When dealing with trigonometric functions in particle motion problems, set the function equal to zero to find the points of rest.

Answer 1

The Correct Option is C

The particle’s position is given by:

\[ x = a \sin(\sqrt{t} + b). \]

Step 1: Velocity of the particle. The velocity \( v \) is the derivative of \( x \) with respect to time \( t \):

\[ v = \frac{dx}{dt}. \]

Differentiate \( x \):

\[ v = a \cos(\sqrt{t} + b) \cdot \frac{d}{dt}(\sqrt{t} + b). \]

Since \( \frac{d}{dt}(\sqrt{t} + b) = \frac{1}{2\sqrt{t}} \), the velocity becomes:

\[ v = a \cos(\sqrt{t} + b) \cdot \frac{1}{2\sqrt{t}}. \]

Step 2: Condition for the particle to come to rest. The particle comes to rest when \( v = 0 \), i.e., when:

\[ \cos(\sqrt{t} + b) = 0. \]

The general solution for \( \cos(\theta) = 0 \) is:

\[ \sqrt{t} + b = \frac{\pi}{2} + n\pi \quad \text{for integers } n. \]

From this, we solve for \( t \):

\[ \sqrt{t} = \frac{\pi}{2} + n\pi - b. \]

Let the particle come to rest at two consecutive points corresponding to \( n = k \) and \( n = k + 1 \). The values of \( \sqrt{t} \) at these points are:

\[ \sqrt{t_1} = \frac{\pi}{2} + k\pi - b, \quad \sqrt{t_2} = \frac{\pi}{2} + (k + 1)\pi - b. \]

Step 3: Distance between rest points.
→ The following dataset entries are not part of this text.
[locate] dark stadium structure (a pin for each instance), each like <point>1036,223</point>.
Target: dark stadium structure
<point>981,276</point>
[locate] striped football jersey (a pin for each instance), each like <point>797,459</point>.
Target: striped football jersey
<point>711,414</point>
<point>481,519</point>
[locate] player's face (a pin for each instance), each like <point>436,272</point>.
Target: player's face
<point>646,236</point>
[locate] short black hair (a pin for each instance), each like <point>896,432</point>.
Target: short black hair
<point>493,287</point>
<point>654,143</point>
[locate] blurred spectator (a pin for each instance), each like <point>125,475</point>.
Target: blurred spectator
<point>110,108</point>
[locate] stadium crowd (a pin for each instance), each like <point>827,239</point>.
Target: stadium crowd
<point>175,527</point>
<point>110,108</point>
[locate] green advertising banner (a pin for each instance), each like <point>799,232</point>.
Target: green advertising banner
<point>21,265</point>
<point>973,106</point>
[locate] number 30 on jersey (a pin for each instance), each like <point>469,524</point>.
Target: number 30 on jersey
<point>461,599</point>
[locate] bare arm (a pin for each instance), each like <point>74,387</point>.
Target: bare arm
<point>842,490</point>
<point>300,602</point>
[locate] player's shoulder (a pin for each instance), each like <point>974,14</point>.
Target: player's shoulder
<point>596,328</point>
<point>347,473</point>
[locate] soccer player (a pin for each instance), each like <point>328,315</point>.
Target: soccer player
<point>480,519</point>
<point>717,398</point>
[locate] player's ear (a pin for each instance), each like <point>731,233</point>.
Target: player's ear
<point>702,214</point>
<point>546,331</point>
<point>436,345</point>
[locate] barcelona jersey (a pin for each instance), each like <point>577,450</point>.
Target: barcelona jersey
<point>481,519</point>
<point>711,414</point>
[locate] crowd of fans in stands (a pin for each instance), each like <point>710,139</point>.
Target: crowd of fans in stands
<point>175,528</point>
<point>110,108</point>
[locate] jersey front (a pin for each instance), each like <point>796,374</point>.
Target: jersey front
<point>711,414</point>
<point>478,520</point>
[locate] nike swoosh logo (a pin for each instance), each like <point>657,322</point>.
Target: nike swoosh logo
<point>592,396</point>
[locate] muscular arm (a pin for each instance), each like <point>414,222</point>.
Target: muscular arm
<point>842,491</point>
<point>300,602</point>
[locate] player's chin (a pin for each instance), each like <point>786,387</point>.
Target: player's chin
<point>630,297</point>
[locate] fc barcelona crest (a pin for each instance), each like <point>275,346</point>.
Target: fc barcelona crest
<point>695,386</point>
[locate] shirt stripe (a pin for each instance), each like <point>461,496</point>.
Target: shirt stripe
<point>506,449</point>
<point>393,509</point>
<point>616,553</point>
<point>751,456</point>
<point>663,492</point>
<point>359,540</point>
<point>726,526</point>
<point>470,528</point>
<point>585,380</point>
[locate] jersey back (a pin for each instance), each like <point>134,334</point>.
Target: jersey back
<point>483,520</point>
At the rest points, the position \( x \) is:

\[ x_1 = a \sin(\sqrt{t_1} + b), \quad x_2 = a \sin(\sqrt{t_2} + b). \]

Substitute \( \sqrt{t_1} + b = \frac{\pi}{2} + k\pi \) and \( \sqrt{t_2} + b = \frac{\pi}{2} + (k + 1)\pi \):

\[ x_1 = a \sin\left(\frac{\pi}{2} + k\pi\right), \quad x_2 = a \sin\left(\frac{\pi}{2} + (k + 1)\pi\right). \]

Using the property of sine:

\[ \sin\left(\frac{\pi}{2} + k\pi\right) = (-1)^k, \quad \sin\left(\frac{\pi}{2} + (k + 1)\pi\right) = (-1)^{k + 1}. \]

Thus:

\[ x_1 = a(-1)^k, \quad x_2 = a(-1)^{k + 1}. \]

The distance between the two points is:

\[ \text{Distance} = |x_2 - x_1| = |a(-1)^{k + 1} - a(-1)^k|. \]

Since \( (-1)^{k + 1} - (-1)^k = -2(-1)^k \), the absolute value gives:

\[ \text{Distance} = 2a. \]

Conclusion: The particle comes to rest at two points whose distance is:

\[ 2a. \]